Hassanzadeh Oktie, Zhu Qian, Freimuth Robert, Boyce Richard
IBM Research, Yorktown Heights, NY.
AMIA Jt Summits Transl Sci Proc. 2013 Mar 18;2013:64-8. eCollection 2013.
Structured Product Labels (SPLs) contain information about drugs that can be valuable to clinical and translational research, especially if it can be linked to other sources that provide data about drug targets, chemical properties, interactions, and biological pathways. Unfortunately, SPLs currently provide coarsely-structured drug information and lack the detailed annotation that is required to support computational use cases. To help address this issue we created LinkedSPLs, a Linked Data resource that extends the "web of drug identity" using information extracted from SPLs. In this paper we describe the mapping that LinkedSPLs provides between SPL active ingredients and DrugBank chemical entities. These mappings were created using three approaches: InChI chemical structure descriptors comparison, exact string matching based on the chemical name, and automatic (unsupervised) linkage identification. Comparison of the approaches found that, while these three approaches are complementary, the automatic approach performs well in terms of precision and recall.

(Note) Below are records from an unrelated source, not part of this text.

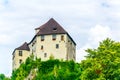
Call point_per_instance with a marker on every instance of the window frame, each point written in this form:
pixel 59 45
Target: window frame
pixel 20 61
pixel 45 55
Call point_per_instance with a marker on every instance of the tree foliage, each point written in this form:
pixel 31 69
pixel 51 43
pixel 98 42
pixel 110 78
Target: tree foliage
pixel 102 63
pixel 3 77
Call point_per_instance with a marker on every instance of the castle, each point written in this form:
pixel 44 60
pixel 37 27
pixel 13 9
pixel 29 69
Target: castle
pixel 50 40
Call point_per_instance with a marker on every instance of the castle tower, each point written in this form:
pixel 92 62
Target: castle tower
pixel 50 40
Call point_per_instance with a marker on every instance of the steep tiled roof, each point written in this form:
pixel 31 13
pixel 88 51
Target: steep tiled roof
pixel 23 47
pixel 51 27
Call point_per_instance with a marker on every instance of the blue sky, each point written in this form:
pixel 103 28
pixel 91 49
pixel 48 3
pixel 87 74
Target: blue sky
pixel 87 21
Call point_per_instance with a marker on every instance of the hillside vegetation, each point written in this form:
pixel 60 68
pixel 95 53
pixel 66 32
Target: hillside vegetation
pixel 102 63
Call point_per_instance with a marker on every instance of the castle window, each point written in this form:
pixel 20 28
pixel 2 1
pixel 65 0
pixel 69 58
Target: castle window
pixel 42 37
pixel 20 61
pixel 42 47
pixel 62 38
pixel 45 54
pixel 57 46
pixel 54 37
pixel 20 53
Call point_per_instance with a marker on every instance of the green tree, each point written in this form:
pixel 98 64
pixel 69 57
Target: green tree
pixel 102 63
pixel 3 77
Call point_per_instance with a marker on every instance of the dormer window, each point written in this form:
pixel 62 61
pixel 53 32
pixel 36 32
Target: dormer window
pixel 54 37
pixel 54 29
pixel 42 37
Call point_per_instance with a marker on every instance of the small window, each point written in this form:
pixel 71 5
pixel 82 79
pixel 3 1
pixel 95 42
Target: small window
pixel 54 29
pixel 20 61
pixel 57 46
pixel 54 37
pixel 20 53
pixel 62 38
pixel 42 37
pixel 45 54
pixel 42 47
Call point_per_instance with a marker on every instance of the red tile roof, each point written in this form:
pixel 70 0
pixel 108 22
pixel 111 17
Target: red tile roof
pixel 24 47
pixel 51 27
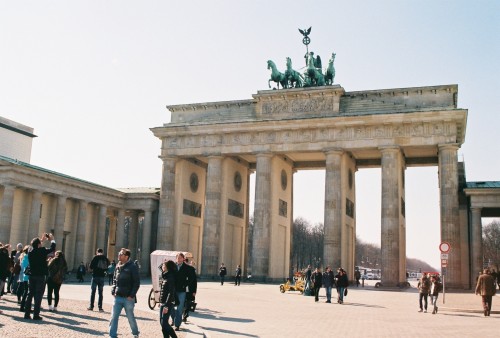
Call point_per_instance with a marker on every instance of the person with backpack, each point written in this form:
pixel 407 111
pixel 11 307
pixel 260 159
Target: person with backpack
pixel 436 288
pixel 98 266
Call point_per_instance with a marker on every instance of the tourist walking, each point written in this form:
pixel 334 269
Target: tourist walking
pixel 328 283
pixel 486 288
pixel 436 288
pixel 80 272
pixel 423 286
pixel 222 273
pixel 22 288
pixel 37 256
pixel 317 282
pixel 126 282
pixel 111 271
pixel 167 297
pixel 98 266
pixel 237 277
pixel 185 281
pixel 342 282
pixel 57 269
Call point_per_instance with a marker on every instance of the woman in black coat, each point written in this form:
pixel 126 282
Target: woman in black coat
pixel 167 297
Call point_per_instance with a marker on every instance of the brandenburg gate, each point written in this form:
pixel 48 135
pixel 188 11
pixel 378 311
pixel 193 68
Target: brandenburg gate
pixel 210 149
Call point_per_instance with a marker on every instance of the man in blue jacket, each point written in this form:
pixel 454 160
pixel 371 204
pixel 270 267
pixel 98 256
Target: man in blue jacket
pixel 126 282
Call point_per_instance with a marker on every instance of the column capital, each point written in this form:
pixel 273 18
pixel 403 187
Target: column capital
pixel 334 151
pixel 448 146
pixel 391 148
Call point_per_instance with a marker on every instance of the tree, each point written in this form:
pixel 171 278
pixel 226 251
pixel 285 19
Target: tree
pixel 491 243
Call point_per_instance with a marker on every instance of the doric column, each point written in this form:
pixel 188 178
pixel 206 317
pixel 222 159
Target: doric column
pixel 450 223
pixel 390 235
pixel 333 209
pixel 166 219
pixel 262 217
pixel 6 212
pixel 102 241
pixel 80 232
pixel 120 230
pixel 60 218
pixel 132 233
pixel 36 201
pixel 477 244
pixel 212 217
pixel 146 241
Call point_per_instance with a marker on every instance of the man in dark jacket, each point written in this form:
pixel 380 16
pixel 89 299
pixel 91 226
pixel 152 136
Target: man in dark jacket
pixel 185 281
pixel 98 266
pixel 317 281
pixel 37 257
pixel 486 288
pixel 328 283
pixel 126 282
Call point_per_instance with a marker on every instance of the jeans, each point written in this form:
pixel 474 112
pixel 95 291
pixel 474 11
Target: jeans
pixel 36 289
pixel 168 331
pixel 328 290
pixel 97 282
pixel 424 297
pixel 51 286
pixel 434 302
pixel 177 315
pixel 340 290
pixel 120 303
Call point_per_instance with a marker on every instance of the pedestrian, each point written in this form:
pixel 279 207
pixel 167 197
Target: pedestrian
pixel 423 286
pixel 80 272
pixel 342 282
pixel 5 265
pixel 22 289
pixel 357 276
pixel 110 272
pixel 316 282
pixel 37 256
pixel 222 273
pixel 126 282
pixel 98 266
pixel 237 276
pixel 13 282
pixel 167 297
pixel 487 289
pixel 185 282
pixel 328 283
pixel 190 303
pixel 57 269
pixel 308 279
pixel 436 288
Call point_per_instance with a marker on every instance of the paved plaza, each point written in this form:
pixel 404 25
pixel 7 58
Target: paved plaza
pixel 260 310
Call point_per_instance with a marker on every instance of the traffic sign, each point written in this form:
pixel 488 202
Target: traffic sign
pixel 444 247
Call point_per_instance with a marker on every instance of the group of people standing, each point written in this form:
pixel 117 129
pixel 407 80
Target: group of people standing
pixel 223 273
pixel 316 279
pixel 428 287
pixel 178 290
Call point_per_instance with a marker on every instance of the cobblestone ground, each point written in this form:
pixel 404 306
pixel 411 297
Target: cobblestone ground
pixel 72 321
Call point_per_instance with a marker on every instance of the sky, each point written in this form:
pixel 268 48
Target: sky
pixel 91 77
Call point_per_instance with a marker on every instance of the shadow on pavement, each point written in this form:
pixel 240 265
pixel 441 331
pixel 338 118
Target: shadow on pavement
pixel 229 332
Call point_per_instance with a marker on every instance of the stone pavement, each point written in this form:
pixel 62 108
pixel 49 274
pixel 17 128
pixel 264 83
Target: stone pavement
pixel 260 310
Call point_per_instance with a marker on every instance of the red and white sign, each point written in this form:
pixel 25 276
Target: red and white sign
pixel 444 247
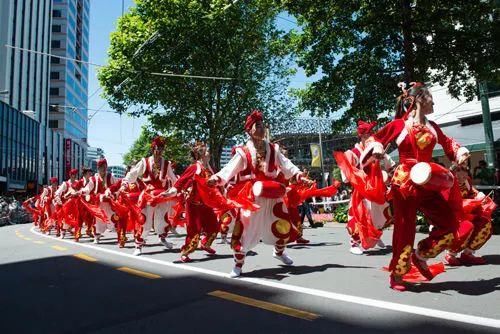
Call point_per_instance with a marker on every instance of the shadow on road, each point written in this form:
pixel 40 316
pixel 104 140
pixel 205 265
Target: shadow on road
pixel 282 271
pixel 64 294
pixel 470 288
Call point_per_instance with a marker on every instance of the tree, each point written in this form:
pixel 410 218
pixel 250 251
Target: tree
pixel 236 40
pixel 175 150
pixel 364 47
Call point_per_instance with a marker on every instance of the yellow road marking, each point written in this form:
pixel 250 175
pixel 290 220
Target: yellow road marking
pixel 85 257
pixel 138 273
pixel 265 305
pixel 59 248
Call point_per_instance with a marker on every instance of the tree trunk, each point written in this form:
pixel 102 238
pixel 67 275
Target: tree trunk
pixel 215 153
pixel 408 53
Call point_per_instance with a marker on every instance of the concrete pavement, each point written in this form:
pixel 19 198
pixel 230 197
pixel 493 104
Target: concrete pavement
pixel 45 288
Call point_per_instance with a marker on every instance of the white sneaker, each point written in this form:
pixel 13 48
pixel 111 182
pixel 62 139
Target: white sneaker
pixel 283 258
pixel 236 272
pixel 174 232
pixel 356 250
pixel 168 245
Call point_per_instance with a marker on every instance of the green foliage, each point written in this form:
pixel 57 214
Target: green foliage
pixel 363 48
pixel 206 38
pixel 340 214
pixel 175 149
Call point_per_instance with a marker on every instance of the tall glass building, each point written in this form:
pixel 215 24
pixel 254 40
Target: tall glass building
pixel 24 90
pixel 69 79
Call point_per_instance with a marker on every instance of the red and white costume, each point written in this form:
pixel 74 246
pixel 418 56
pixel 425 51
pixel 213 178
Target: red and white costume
pixel 100 188
pixel 48 206
pixel 199 217
pixel 271 223
pixel 477 208
pixel 63 193
pixel 366 218
pixel 415 144
pixel 157 178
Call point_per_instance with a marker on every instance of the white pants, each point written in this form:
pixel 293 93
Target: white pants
pixel 258 225
pixel 100 225
pixel 157 215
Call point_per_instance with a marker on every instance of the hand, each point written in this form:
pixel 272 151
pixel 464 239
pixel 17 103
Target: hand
pixel 170 192
pixel 212 181
pixel 463 158
pixel 306 181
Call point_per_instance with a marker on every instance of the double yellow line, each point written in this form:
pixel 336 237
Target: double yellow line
pixel 276 308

结构化产品标签(SPL)包含有关药物的信息,这些信息对临床和转化研究可能很有价值,特别是当它可以与提供有关药物靶点、化学性质、相互作用和生物途径数据的其他来源相链接时。不幸的是,目前的SPL提供的药物信息结构粗糙,缺乏支持计算用例所需的详细注释。为了帮助解决这个问题,我们创建了LinkedSPLs,这是一个链接数据资源,它使用从SPL中提取的信息扩展了“药物身份网络”。在本文中,我们描述了LinkedSPLs在SPL活性成分和DrugBank化学实体之间提供的映射。这些映射是使用三种方法创建的:InChI化学结构描述符比较、基于化学名称的精确字符串匹配以及自动(无监督)链接识别。对这些方法的比较发现,虽然这三种方法是互补的,但自动方法在精度和召回率方面表现良好。